Distinguished Leadership Award for Internationals

2017 Recipients

N’nyapule R.C. Madai, Tanzania
Humphrey Fellow (1984)

N’nyapule R.C. Madai headshotN’nyapule R.C. Madai has dedicated his career to improving the quality of life for people with disabilities in his home country of Tanzania. Now retired, he most recently served as the Assistant Commissioner for Social Welfare in Tanzania. He is widely recognized as a man who has fought to end the stigma and mistrust of people with disabilities through education and inclusive programs.

Madai’s connection to the University of Minnesota dates back to 1983 when he started a 10-month Humphrey Fellowship at the then Humphrey Institute of Public Affairs. Bringing young and mid-career professionals to the United States, the program is designed to harness and nurture leadership development and professional collaborations with U.S. counterparts. Madai stands out as a shining alumnus of the program for both the scope and importance of his work.
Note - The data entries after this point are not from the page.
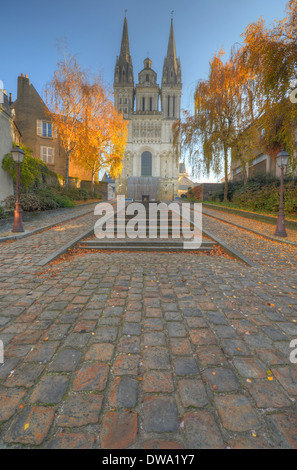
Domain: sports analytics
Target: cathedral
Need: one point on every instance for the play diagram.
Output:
(151, 163)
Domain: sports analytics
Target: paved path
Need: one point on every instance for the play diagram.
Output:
(267, 229)
(132, 350)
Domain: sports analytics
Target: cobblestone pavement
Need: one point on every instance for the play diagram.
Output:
(158, 350)
(267, 253)
(261, 227)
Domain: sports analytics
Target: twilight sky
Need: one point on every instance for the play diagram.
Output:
(92, 29)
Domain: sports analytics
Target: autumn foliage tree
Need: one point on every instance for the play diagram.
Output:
(244, 104)
(222, 110)
(102, 132)
(90, 130)
(65, 104)
(270, 53)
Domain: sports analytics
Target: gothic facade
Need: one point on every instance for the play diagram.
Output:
(151, 162)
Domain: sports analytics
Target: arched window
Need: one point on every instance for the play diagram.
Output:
(146, 164)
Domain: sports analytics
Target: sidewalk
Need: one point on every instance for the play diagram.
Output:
(42, 220)
(159, 351)
(263, 228)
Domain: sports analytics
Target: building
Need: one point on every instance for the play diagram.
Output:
(9, 133)
(151, 162)
(111, 186)
(38, 133)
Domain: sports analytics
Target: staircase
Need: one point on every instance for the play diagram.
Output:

Following his return to Tanzania, Madai started Special Olympics Tanzania in 1986. This program, modeled after its parent organization Special Olympics International (the world’s largest sports organization for people with intellectual disabilities), was adapted to serve the unique needs of the people of Tanzania and respond to challenges specific to their context.
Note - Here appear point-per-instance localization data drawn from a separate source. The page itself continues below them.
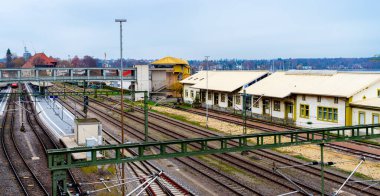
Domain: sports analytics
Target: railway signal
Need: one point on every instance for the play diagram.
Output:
(85, 104)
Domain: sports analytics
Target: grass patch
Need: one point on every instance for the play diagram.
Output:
(184, 119)
(111, 169)
(89, 169)
(370, 142)
(302, 158)
(357, 174)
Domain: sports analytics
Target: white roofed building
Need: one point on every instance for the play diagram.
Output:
(312, 98)
(223, 87)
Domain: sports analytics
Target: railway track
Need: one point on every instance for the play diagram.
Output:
(263, 173)
(27, 179)
(232, 185)
(47, 142)
(353, 147)
(265, 126)
(330, 176)
(164, 185)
Throughout his career in the Ministry of Social Welfare, Madai has done extensive research and advocacy work for inclusive education in Tanzania and greater East Africa. His work has paved the way for all children with intellectual disabilities attending school (8,900 students in 320 schools) to participate in the Special Olympics. By helping to raise awareness, Madai has helped combat the stigma against people with intellectual disabilities in rural Tanzania. Today, parents no longer hide their children or feel ashamed.

In naming N’nyapule R.C. Madai as a recipient of the Distinguished Leadership Award for Internationals, the selection committee acknowledges his dedication and drive to improve the visibility and acceptance of children with disabilities in Tanzania and across Eastern Africa.